Il avait dit ça d'une façon tellement craquante … D'une voix à laquelle aucune femme n'avait jamais pu résister.
- Peter, avant de partir … est-ce que tu sais ce que c'est un baiser ?
Il sortit un gland d'une de ses poches et me le tendit. Évidemment j'aurais dû m'en douter … Aller, un petit effort de mémoire …
- Merci, je peux te donner un dé à coudre alors ? demandai-je en rougissant.
Il s'approcha de moi, j'allais poser mes lèvres contre les siennes lorsque Clochette, surgie de nulle part, s'interposa entre nous, sa poussière me piquant les yeux. L'éternelle jalouse est de retour …

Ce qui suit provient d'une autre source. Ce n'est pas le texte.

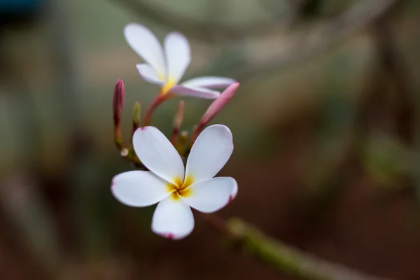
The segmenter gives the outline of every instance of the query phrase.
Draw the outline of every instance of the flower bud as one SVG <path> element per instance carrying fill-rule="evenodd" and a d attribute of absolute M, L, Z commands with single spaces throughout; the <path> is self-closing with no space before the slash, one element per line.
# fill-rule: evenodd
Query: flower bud
<path fill-rule="evenodd" d="M 140 125 L 140 112 L 141 111 L 141 107 L 140 106 L 140 102 L 136 102 L 134 103 L 134 106 L 133 107 L 133 134 L 137 128 L 139 128 L 139 125 Z"/>
<path fill-rule="evenodd" d="M 119 149 L 122 148 L 122 136 L 121 134 L 121 115 L 124 108 L 125 91 L 122 80 L 118 80 L 114 88 L 112 100 L 112 109 L 114 119 L 114 141 Z"/>
<path fill-rule="evenodd" d="M 234 95 L 239 86 L 239 83 L 232 83 L 222 92 L 220 97 L 210 104 L 199 122 L 198 125 L 200 129 L 208 124 L 225 106 L 225 105 L 229 102 L 229 100 Z"/>
<path fill-rule="evenodd" d="M 115 127 L 119 127 L 121 122 L 125 97 L 125 90 L 124 89 L 124 83 L 122 80 L 118 80 L 114 88 L 113 98 L 113 118 Z"/>
<path fill-rule="evenodd" d="M 206 113 L 203 115 L 200 122 L 194 128 L 194 131 L 192 132 L 192 135 L 191 135 L 191 139 L 190 140 L 190 145 L 192 146 L 195 139 L 198 136 L 198 134 L 203 129 L 203 127 L 208 124 L 213 118 L 214 118 L 218 112 L 229 102 L 230 99 L 233 97 L 237 90 L 239 86 L 239 83 L 234 83 L 230 86 L 228 86 L 219 96 L 216 100 L 210 104 Z"/>

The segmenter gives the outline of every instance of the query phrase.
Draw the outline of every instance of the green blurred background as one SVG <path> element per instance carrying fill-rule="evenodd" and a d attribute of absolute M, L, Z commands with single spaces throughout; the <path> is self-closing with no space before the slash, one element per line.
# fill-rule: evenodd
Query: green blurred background
<path fill-rule="evenodd" d="M 125 84 L 126 143 L 134 102 L 158 91 L 122 35 L 132 22 L 188 38 L 186 79 L 241 83 L 213 121 L 232 131 L 220 174 L 239 186 L 222 216 L 420 279 L 417 0 L 0 1 L 0 279 L 291 279 L 199 218 L 165 240 L 150 230 L 154 206 L 112 197 L 112 177 L 132 169 L 113 144 L 113 85 Z M 178 101 L 154 115 L 167 135 Z M 190 130 L 210 102 L 185 102 Z"/>

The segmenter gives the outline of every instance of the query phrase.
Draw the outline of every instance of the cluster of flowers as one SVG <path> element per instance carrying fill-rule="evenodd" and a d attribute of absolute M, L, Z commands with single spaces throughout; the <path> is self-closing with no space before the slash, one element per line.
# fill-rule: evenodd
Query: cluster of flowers
<path fill-rule="evenodd" d="M 194 229 L 191 208 L 212 213 L 227 205 L 237 193 L 237 183 L 233 178 L 214 178 L 233 151 L 230 130 L 222 125 L 202 130 L 229 102 L 239 83 L 231 78 L 214 76 L 195 78 L 179 83 L 191 58 L 188 41 L 182 34 L 169 33 L 162 49 L 155 35 L 142 25 L 130 24 L 124 34 L 128 44 L 146 62 L 136 65 L 140 76 L 158 85 L 160 91 L 147 111 L 141 127 L 139 127 L 139 105 L 134 106 L 132 146 L 126 148 L 120 127 L 124 85 L 120 80 L 115 85 L 113 103 L 115 144 L 122 156 L 143 170 L 114 176 L 111 192 L 118 201 L 130 206 L 158 203 L 152 220 L 153 232 L 180 239 Z M 220 88 L 225 90 L 220 93 L 216 90 Z M 177 95 L 215 99 L 195 127 L 189 141 L 186 134 L 178 133 L 183 116 L 182 101 L 170 141 L 158 129 L 149 126 L 156 106 Z M 183 158 L 187 158 L 186 167 Z"/>

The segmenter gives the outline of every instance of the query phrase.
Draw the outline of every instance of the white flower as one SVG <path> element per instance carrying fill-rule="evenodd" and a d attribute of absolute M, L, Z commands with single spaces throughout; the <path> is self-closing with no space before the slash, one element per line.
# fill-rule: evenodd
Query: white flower
<path fill-rule="evenodd" d="M 190 45 L 183 35 L 171 32 L 164 38 L 164 50 L 156 36 L 143 25 L 131 23 L 124 29 L 130 47 L 146 62 L 137 64 L 143 78 L 161 87 L 161 94 L 192 95 L 206 99 L 217 98 L 220 92 L 214 89 L 226 88 L 234 80 L 223 77 L 199 77 L 181 80 L 190 62 Z"/>
<path fill-rule="evenodd" d="M 142 207 L 159 202 L 152 220 L 153 232 L 180 239 L 194 228 L 190 207 L 212 213 L 236 196 L 238 187 L 231 177 L 213 178 L 232 152 L 229 129 L 211 125 L 199 135 L 187 160 L 156 127 L 138 129 L 133 136 L 134 150 L 150 171 L 130 171 L 113 178 L 111 191 L 121 203 Z"/>

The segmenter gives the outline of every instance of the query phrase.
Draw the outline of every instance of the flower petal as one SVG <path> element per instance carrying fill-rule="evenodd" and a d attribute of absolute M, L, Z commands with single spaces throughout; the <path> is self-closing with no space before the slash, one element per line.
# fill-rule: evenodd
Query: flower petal
<path fill-rule="evenodd" d="M 136 65 L 137 67 L 137 70 L 139 71 L 139 74 L 141 76 L 141 78 L 149 83 L 155 83 L 159 85 L 163 85 L 164 82 L 162 80 L 160 80 L 158 73 L 156 71 L 150 66 L 149 64 L 146 64 L 146 63 L 143 63 L 141 64 Z"/>
<path fill-rule="evenodd" d="M 176 85 L 169 90 L 169 92 L 179 96 L 194 96 L 206 99 L 215 99 L 220 95 L 219 92 L 204 88 L 188 88 Z"/>
<path fill-rule="evenodd" d="M 227 88 L 235 82 L 230 78 L 204 76 L 192 78 L 182 83 L 181 85 L 192 88 Z"/>
<path fill-rule="evenodd" d="M 183 162 L 174 146 L 158 129 L 144 127 L 136 130 L 133 147 L 150 171 L 172 183 L 182 181 Z"/>
<path fill-rule="evenodd" d="M 204 213 L 215 212 L 226 206 L 238 185 L 232 177 L 218 177 L 190 186 L 188 196 L 183 197 L 187 204 Z"/>
<path fill-rule="evenodd" d="M 130 23 L 124 28 L 124 36 L 130 46 L 156 71 L 162 79 L 165 64 L 162 46 L 148 29 L 141 24 Z"/>
<path fill-rule="evenodd" d="M 181 197 L 170 196 L 156 207 L 152 220 L 152 231 L 166 238 L 181 239 L 194 229 L 191 209 Z"/>
<path fill-rule="evenodd" d="M 123 204 L 141 207 L 167 197 L 171 194 L 167 184 L 150 171 L 130 171 L 113 177 L 111 191 Z"/>
<path fill-rule="evenodd" d="M 172 32 L 164 38 L 164 46 L 167 71 L 166 82 L 176 85 L 183 76 L 191 61 L 190 45 L 183 35 Z"/>
<path fill-rule="evenodd" d="M 188 156 L 186 178 L 192 181 L 213 178 L 233 151 L 232 133 L 222 125 L 211 125 L 198 136 Z"/>

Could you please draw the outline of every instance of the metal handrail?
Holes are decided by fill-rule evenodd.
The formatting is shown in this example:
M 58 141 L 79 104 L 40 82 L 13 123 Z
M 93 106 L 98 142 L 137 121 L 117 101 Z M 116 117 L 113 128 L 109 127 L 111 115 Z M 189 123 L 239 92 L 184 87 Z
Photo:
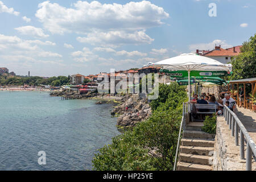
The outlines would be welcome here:
M 176 167 L 177 166 L 177 156 L 179 154 L 179 148 L 180 146 L 180 135 L 181 134 L 181 130 L 182 130 L 182 126 L 183 126 L 183 131 L 185 128 L 185 124 L 184 123 L 184 120 L 185 120 L 185 113 L 187 113 L 187 104 L 184 103 L 183 104 L 183 111 L 182 111 L 182 119 L 181 122 L 180 123 L 180 130 L 179 132 L 179 138 L 177 143 L 177 147 L 176 148 L 176 154 L 175 154 L 175 159 L 174 160 L 174 171 L 176 170 Z
M 224 117 L 232 130 L 232 136 L 235 136 L 235 143 L 238 146 L 238 129 L 240 130 L 240 158 L 245 159 L 245 138 L 247 141 L 246 170 L 251 171 L 252 153 L 256 156 L 256 145 L 246 129 L 234 112 L 224 105 Z

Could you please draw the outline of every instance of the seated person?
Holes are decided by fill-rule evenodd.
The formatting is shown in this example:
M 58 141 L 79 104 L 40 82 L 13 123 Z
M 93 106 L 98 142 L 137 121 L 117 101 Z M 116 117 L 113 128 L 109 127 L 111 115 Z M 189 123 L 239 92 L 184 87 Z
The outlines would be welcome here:
M 204 100 L 207 102 L 208 104 L 209 104 L 209 96 L 205 96 Z
M 232 103 L 229 103 L 229 101 L 226 101 L 225 105 L 226 106 L 227 106 L 228 107 L 229 107 L 229 109 L 230 110 L 231 110 L 232 111 L 234 111 L 233 109 L 233 107 L 234 105 L 234 102 L 233 102 Z
M 215 105 L 215 108 L 217 109 L 218 108 L 218 102 L 216 101 L 216 99 L 215 98 L 214 96 L 212 95 L 212 96 L 210 96 L 210 99 L 209 100 L 209 104 L 212 104 L 212 105 Z M 210 109 L 210 111 L 211 112 L 214 112 L 216 110 L 215 109 Z
M 197 104 L 198 100 L 198 96 L 197 94 L 195 94 L 193 96 L 193 98 L 191 101 L 190 101 L 190 102 L 192 104 Z
M 217 115 L 223 115 L 223 105 L 220 103 L 218 104 L 218 111 L 216 113 Z
M 194 98 L 192 99 L 193 101 L 196 101 L 199 100 L 198 96 L 197 94 L 195 94 L 193 97 Z

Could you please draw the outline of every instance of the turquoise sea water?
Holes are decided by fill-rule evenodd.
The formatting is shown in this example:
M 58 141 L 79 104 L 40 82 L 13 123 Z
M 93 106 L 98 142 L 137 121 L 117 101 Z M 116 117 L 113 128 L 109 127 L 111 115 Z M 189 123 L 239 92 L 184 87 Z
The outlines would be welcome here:
M 97 150 L 119 134 L 112 105 L 40 92 L 0 92 L 0 170 L 92 169 Z M 38 153 L 44 151 L 46 164 Z

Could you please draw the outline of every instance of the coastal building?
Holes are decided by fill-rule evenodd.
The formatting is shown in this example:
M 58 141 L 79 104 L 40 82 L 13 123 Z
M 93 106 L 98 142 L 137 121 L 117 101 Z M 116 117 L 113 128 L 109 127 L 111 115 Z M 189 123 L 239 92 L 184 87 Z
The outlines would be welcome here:
M 201 56 L 213 59 L 223 64 L 227 64 L 231 61 L 232 57 L 238 55 L 241 52 L 240 48 L 242 46 L 235 46 L 233 47 L 224 49 L 219 46 L 215 46 L 212 51 L 200 51 L 196 50 L 196 53 Z
M 73 85 L 81 84 L 84 82 L 85 76 L 80 74 L 75 74 L 71 76 Z
M 0 68 L 0 74 L 8 73 L 9 72 L 9 70 L 6 68 Z

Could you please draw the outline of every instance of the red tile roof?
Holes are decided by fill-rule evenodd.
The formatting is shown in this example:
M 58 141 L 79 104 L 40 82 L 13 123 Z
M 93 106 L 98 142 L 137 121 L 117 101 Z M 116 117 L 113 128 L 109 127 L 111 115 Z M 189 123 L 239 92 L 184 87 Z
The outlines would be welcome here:
M 234 56 L 238 55 L 240 52 L 240 48 L 242 46 L 236 46 L 234 47 L 229 48 L 227 49 L 223 49 L 218 47 L 208 52 L 206 52 L 202 55 L 205 56 Z M 235 51 L 234 52 L 234 48 Z

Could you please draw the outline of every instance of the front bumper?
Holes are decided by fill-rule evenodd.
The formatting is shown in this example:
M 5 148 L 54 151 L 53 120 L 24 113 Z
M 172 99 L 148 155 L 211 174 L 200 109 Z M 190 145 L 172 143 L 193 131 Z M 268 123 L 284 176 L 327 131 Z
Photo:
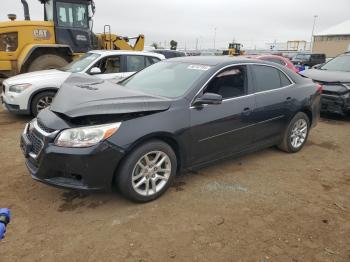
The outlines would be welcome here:
M 321 112 L 344 115 L 350 111 L 350 95 L 322 94 Z
M 0 102 L 2 104 L 2 107 L 10 113 L 16 115 L 30 115 L 30 110 L 20 109 L 19 105 L 7 103 L 3 95 L 0 96 Z
M 122 149 L 107 141 L 88 148 L 58 147 L 53 144 L 57 134 L 45 136 L 40 131 L 26 128 L 21 136 L 26 166 L 33 179 L 78 190 L 112 189 L 115 171 L 124 156 Z

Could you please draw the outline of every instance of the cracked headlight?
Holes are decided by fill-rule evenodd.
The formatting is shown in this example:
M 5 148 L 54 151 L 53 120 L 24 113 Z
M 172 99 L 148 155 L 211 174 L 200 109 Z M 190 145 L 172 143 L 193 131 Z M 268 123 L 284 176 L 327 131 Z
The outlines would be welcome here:
M 90 147 L 115 134 L 121 123 L 87 126 L 63 130 L 55 140 L 61 147 Z
M 9 92 L 22 93 L 24 90 L 26 90 L 31 86 L 32 86 L 31 84 L 12 85 L 9 87 Z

- Oh ben tient, voilà Clochette ! dit-il en riant. Clochette sois polie et dit bonjour à Carla, elle va venir avec nous pour nous raconter des histoires ! Au fait, tu sais voler ?
- Je connais la formule : de la confiance, de la foi, et de la poussière de fée !
- J'étais sûr que tu connaissais quelques trucs, les garçons ne voulaient pas me croire !
Il attrapa Clochette qui essayait de s'enfuir et me souffla un nuage de poussière pailletée dans la figure. Je sentis mes pieds décoller du sol, je volais ! Je riais de plaisir, Peter Pan me saisit la main et m'entraîna vers la fenêtre. On se posa sur le rebord et je pris le temps de jeter un dernier regard à ma chambre, avant d'admirer la deuxième étoile à droite qui brillait de mille feux. Il planta son regard de tombeur dans le mien et me chuchota :
- Oublie les. Oublie les tous. Viens avec moi et tu n'aura plus jamais à te faire du souci pour ton avenir.

Je pris mon appui sur le rebord de la fenêtre et je m'élançai dans l'air frais de la nuit.

Une sonnerie stridente retentit soudain. La fée Clochette disparu, Peter Pan aussi, le soleil pointait à l'horizon. J'étais dans mon lit, ma lampe de chevet était allumée. Un objet dur me gênait dans le dos. Je le tirais de là pour voir ce que c'était. Hier soir, je m'étais encore endormie en lisant Peter Pan, de J.M.Barrie.